There is also no basis for the District Court’s conclusion that because Portland allegedly was regulating the TCI cable system as an “essential facility,” the forced access requirements are not common carrier requirements. Section 541(b)’s ban on common carrier regulation is absolute and unconditional. It does not create an exception for cable systems that are deemed “essential,” and nothing in Midwest Video supports such a notion. To the contrary, the beneficiaries of the forced access regulations at issue in Midwest Video had maintained that they had no other alternatives to cable systems to transmit their programming.

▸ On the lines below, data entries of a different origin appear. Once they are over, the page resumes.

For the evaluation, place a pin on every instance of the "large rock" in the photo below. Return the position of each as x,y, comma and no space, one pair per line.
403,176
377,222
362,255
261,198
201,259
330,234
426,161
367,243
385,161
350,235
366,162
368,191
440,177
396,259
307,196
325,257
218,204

In addition, while the concept of “essential facilities” has no legal relevance under Title VI of the Communications Act, the doctrine could not be invoked here even if it were pertinent. The concept of essential facilities is a basis for finding that a firm’s past conduct violates the antitrust laws -- after a full adjudication in a court of law -- if a firm is found to have controlled an essential facility and unreasonably denied access to it to maintain a monopoly. As this Court has held, “[a] facility that is controlled by a single firm will be considered ‘essential’ only if control of the facility carries with it the power to eliminate competition in the downstream market.”
Here, contrary to the District Court’s conclusion, the Portland tribunals did not conduct proceedings designed to determine whether cable systems were “essential” to online service providers, received no competent proof, and did not find that essential facilities were involved, much less that the TCI cable system had the power to eliminate competition in “downstream” online service markets. Nor was there any conceivable basis for a finding that TCI’s Portland system (which does not yet offer TCI@Home) is an essential facility. Online services are dominated by the services that AOL, Microsoft, and others provide using the facilities of local telephone monopolists, not cable systems. As the FCC has also found, there are a large number of actual participants and potential entrants who are using multiple competing technologies and facilities to provide high-speed transmission for online services.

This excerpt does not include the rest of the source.